The new development in the long-running clergy-abuse crisis was partly triggered by proposals in several statehouses this year that would create a brief period when molestation claims could be filed – even if the time limits for lawsuits had passed.

Denver Archbishop Charles Chaput portrayed the legislation introduced in Colorado as part of a conspiracy between advocacy groups and attorneys to enrich lawyers at the church’s expense.

“Victims’ groups may act as stimulants to sympathetic news media and state lawmakers,” Chaput wrote in the May edition of the journal First Things. “Plaintiffs’ attorneys may then offer help in drafting new legislation from which they themselves hope to benefit.”

Mark Chopko, general counsel to the U.S. Conference of Catholic Bishops, has outraged plaintiffs’ lawyers and advocates by encouraging victims to seek settlements without an attorney.

Victims would then avoid paying attorney fees, which generally run between 25 percent and 40 percent of each payout.

“The group that stands to gain the most from this is the plaintiffs’ bar,” Chopko said.
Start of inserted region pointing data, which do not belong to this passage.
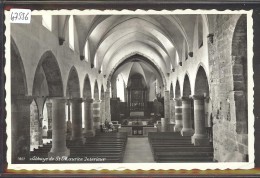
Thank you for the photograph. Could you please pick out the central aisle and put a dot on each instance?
(138, 151)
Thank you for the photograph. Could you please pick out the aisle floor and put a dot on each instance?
(138, 151)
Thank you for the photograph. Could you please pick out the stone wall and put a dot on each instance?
(230, 144)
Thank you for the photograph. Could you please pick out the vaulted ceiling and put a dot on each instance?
(113, 38)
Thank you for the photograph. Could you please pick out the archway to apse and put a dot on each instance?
(87, 111)
(141, 82)
(239, 71)
(20, 124)
(73, 93)
(202, 89)
(187, 93)
(47, 84)
(102, 104)
(96, 91)
(172, 104)
(177, 90)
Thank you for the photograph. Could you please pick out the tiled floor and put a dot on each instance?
(138, 151)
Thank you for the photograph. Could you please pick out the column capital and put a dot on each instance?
(88, 100)
(185, 98)
(59, 99)
(177, 99)
(198, 97)
(25, 99)
(97, 101)
(79, 100)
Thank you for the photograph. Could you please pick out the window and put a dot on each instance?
(86, 51)
(177, 58)
(47, 21)
(120, 88)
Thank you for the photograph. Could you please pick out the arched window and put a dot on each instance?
(177, 58)
(71, 32)
(120, 88)
(47, 21)
(86, 51)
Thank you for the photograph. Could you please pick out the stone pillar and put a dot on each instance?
(172, 111)
(114, 89)
(107, 106)
(102, 111)
(49, 113)
(167, 105)
(68, 122)
(186, 117)
(59, 147)
(165, 124)
(96, 115)
(200, 137)
(178, 115)
(76, 110)
(89, 132)
(20, 121)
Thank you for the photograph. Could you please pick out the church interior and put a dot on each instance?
(129, 88)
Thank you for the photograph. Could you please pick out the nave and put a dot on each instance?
(96, 83)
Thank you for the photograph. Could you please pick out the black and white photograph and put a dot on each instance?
(130, 89)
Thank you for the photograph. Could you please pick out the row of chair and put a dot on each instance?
(172, 147)
(103, 148)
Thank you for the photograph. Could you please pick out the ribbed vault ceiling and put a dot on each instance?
(113, 38)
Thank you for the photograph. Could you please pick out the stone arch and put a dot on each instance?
(96, 91)
(73, 86)
(186, 86)
(102, 93)
(177, 90)
(171, 91)
(87, 88)
(201, 83)
(18, 77)
(239, 72)
(35, 126)
(239, 54)
(47, 78)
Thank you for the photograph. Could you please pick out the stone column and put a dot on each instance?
(89, 132)
(172, 111)
(107, 106)
(165, 123)
(186, 117)
(68, 122)
(96, 115)
(178, 115)
(20, 123)
(59, 147)
(49, 113)
(76, 110)
(167, 104)
(200, 137)
(102, 111)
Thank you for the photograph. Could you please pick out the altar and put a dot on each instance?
(136, 113)
(137, 130)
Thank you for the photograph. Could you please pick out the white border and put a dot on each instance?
(136, 166)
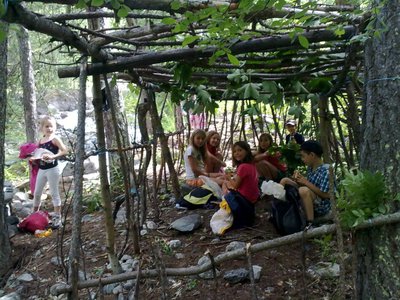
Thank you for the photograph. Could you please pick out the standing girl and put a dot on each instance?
(214, 161)
(48, 167)
(243, 188)
(195, 157)
(268, 163)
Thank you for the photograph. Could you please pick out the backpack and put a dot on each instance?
(288, 216)
(37, 220)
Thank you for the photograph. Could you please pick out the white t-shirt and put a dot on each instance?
(190, 151)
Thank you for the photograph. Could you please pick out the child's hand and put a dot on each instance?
(298, 178)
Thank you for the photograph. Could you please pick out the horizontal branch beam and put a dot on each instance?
(256, 45)
(16, 13)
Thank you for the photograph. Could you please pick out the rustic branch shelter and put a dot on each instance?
(255, 53)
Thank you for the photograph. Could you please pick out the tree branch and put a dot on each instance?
(256, 45)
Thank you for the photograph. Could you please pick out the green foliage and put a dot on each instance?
(192, 284)
(291, 156)
(363, 195)
(17, 171)
(182, 73)
(92, 198)
(165, 248)
(325, 244)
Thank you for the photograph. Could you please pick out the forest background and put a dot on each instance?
(353, 138)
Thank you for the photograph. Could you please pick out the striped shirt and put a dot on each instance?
(319, 177)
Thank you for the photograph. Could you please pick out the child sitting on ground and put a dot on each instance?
(268, 164)
(313, 189)
(194, 157)
(242, 190)
(214, 162)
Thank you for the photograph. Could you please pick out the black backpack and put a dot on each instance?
(288, 216)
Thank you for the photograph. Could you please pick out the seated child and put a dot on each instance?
(194, 158)
(242, 190)
(293, 136)
(268, 164)
(313, 189)
(214, 162)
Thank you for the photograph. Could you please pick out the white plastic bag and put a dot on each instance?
(275, 189)
(221, 221)
(214, 187)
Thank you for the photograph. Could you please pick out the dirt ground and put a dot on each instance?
(283, 273)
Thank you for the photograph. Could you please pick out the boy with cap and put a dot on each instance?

Lawyers for victims say Chaput’s comments are another attempt by the church to avoid responsibility for predatory clerics. They contend it’s irresponsible for Catholic officials to suggest that people deal directly with dioceses that for decades ignored or covered up abuse.

“If the defendants, in this case the bishops, did the right thing by the people they had harmed, then there’d be no need for people to hire lawyers,” said Larry Drivon, a California lawyer who has hundreds of abuse claims pending against dioceses in his state.

Lawyers such as Drivon have become the principal targets of complaints from church leaders, who are trying to withstand the financial blow of the crisis.

Three dioceses have sought bankruptcy protection, others have cut budgets and sold property to fund multimillion-dollar settlements – and the claims keep pouring in.

Dioceses received 783 new credible allegations last year, according to the bishops’ conference, after paying out $1.5 billion in abuse-related costs since 1950.

Drivon and Jeff Anderson, a Minnesota lawyer who handles abuse cases nationwide, helped draft a California bill that won unanimous approval abolishing the state’s time limits on civil sex abuse lawsuits for one year. That measure prompted hundreds of new claims, while serving as a model for legislation in Ohio, Colorado, Maryland, Delaware and elsewhere. The idea has so far failed to win approval outside of California.

Less publicly, church leaders have complained that the Survivors Network of Those Abused by Priests, the most vocal of the victims’ groups, takes donations from lawyers who handle abuse cases. David Clohessy, the network’s national director, said donations from plaintiffs’ lawyers make up about 18 percent of the group’s annual budget.